As Goodman says, you can spin it any way you like, but God cannot be found in cultural Consensus Reality. Why? Our culturally-specific ideas of God are not God. God is more. The Real is more. Our intellectual concept of the “state of grace” is not grace.

Baptism & Real Sacramentality

But isn’t God everywhere, in all things? Yes. But how well do you see? 

Consensus reality (culturally pragmatic or “ordinary” reality) is but a tiny island floating in the Limitless Ocean that is Alternate Reality. We can prattle about correct formulas to say or how we are to perform this or that rite. But if it’s just kept at the intellectual or emotional level, there’s no transformation.
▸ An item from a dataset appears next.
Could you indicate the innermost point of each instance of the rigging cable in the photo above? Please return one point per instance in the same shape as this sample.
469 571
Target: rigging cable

I’m not talking about ex opere operato, but ex opere operantis.

Baptism of Ideas

So returning to the Strange Case of the Unbaptized Priest, imagine that since 2017, Father Hood presided at hundreds of masses. Think about all those people gathering for Mass. The synaxis came together—ah, but not really. None of those were really Eucharist. God let everyone be deceived. Because of a cruel cosmic joke, the spiritual mechanics were not there, not correctly in place.

And all those absolutions (read: healings)! Worthless. All those well-meaning people, in faith, gathering together! Too bad, because God refuses to come. God refuses to functionally operate in reconciliation. And God refuses to be present truly, really, and substantially at the Lord’s Supper. Unless all the words are right, God’s a no-show. Too bad for all those people, huh?

12th-century scholastics first argued that the words of institution are essential to the Eucharist. Yes, earlier Ambrose did speak about the efficacy of the words of consecration. But he neither restricted anything nor called this a “formula.” Neither did Peter Lombard limit matters when teaching about baptism. 

How many people in the first century, like Paul, were actually baptized in the “valid” Trinitarian formula? Many? That’s doubtful. Where is the proof for that? Does that mean that when such people broke bread, that wasn’t really Eucharist?

Waiting for the Magisterium

By all means, let’s wait for further clarification from the CDF. Meanwhile, people languish without meaning in the dark Winter of COVID-19. Too bad that our Church remains unmoved and ultimately irrelevant where it counts. 

What was it that Happy Pilgrim said? God became flesh, says “John.” But since that time, we’ve tried to turn the flesh into words. Words, words, words!